Opinião do editor - São os números, estúpido !

Leite, Onyx e Pretto (Leite e Pretto uniram-se contra Onyx no 2o turno).

Conta a lenda urbana que o ex-ministro Onyx Lorenzoni perdeu o 2o turno contra Eduardo Leite porque teria ido mal nos debates ou se equivocado no conteúdo da campanha.

E um erro craso.

O que aconteceu é que Edegar Pretto, PT, que entrou em 3o lugar por apenas 5 mil votos de diferença de Eduardo Leite, o 2o colocado, votou 100% no tucano.

É só examinar os números.

 Potencialde votos dos candidatos classificados para o segundo turno em 2022: 

Onyx : 37:50% + Heinze 4:28% + Argenta + 2,0% - total ou teto eleitoral : 43:78 % dos válidos .  

Leite : 26,81%+ Pretto 26,77%+ Vieira 1,60%-  total : 55,18 % votos .

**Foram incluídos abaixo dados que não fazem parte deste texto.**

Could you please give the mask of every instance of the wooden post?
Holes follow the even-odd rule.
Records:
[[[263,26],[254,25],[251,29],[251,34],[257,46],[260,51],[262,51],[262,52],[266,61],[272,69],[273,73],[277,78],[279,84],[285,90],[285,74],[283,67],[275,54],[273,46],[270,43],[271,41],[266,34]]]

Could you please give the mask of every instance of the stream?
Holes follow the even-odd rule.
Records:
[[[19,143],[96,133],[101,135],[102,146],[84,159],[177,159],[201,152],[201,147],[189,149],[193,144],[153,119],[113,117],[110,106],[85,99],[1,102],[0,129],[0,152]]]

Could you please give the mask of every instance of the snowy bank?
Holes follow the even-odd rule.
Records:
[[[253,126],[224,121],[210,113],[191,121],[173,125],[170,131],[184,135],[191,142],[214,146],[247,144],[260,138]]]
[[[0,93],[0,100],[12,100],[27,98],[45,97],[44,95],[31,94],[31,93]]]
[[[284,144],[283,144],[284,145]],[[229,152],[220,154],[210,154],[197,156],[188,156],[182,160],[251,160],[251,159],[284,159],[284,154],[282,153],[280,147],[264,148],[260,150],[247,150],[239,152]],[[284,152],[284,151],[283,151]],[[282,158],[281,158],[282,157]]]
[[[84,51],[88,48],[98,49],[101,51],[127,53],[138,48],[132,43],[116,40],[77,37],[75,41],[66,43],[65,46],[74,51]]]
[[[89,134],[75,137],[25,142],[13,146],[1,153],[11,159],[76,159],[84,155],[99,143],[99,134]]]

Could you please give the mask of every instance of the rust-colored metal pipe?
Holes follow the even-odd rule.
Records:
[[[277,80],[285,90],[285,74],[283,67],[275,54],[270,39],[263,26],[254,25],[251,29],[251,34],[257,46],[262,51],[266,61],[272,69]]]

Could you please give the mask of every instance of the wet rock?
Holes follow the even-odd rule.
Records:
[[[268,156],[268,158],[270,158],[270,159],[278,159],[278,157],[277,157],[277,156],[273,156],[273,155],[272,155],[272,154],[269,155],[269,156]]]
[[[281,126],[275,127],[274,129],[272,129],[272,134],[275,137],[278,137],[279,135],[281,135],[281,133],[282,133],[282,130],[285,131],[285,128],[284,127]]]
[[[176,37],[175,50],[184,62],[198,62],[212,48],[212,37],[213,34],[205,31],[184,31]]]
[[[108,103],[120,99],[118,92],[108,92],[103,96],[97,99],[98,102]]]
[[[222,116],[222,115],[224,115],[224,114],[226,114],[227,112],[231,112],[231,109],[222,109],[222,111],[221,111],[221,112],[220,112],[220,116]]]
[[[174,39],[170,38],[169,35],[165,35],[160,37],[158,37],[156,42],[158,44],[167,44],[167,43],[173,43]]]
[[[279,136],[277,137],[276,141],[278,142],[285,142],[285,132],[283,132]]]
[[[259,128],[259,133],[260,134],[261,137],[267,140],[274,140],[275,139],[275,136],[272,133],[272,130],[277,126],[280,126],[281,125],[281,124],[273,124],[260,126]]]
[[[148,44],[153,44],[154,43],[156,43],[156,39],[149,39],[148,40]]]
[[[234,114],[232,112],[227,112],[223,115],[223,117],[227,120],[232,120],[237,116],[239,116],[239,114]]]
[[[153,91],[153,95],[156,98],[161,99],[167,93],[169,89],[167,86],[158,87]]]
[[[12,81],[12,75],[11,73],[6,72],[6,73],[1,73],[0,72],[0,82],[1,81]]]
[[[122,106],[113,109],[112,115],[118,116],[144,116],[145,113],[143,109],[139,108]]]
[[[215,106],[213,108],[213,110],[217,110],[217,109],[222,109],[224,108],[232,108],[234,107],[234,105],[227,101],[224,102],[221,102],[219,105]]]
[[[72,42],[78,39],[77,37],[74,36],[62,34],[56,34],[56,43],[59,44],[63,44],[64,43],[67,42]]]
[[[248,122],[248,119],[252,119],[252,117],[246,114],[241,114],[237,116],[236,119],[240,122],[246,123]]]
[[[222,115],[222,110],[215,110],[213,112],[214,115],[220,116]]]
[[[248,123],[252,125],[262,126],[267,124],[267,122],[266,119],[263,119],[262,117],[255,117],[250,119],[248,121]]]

O Potencial da direita no RS é de  44%, mas um candidato de centro (centro-direita ou centro-esquerda) pode chegar as 55%. 

Para comparação , o resultado do dia 30/10/2022: Leite :57,12. X Onyx 42:88.


14 comentários:

  1. Mas que diabos! A diferença foi 2441 votos, e não 5.000 votos. Tem dado errado ...2º Lugar: Eduardo Leite (PSDB) - 1.702.815 votos (cerca de 26,81%).
    3º Lugar: Edegar Pretto (PT) - 1.700.374 votos (cerca de 26,77%).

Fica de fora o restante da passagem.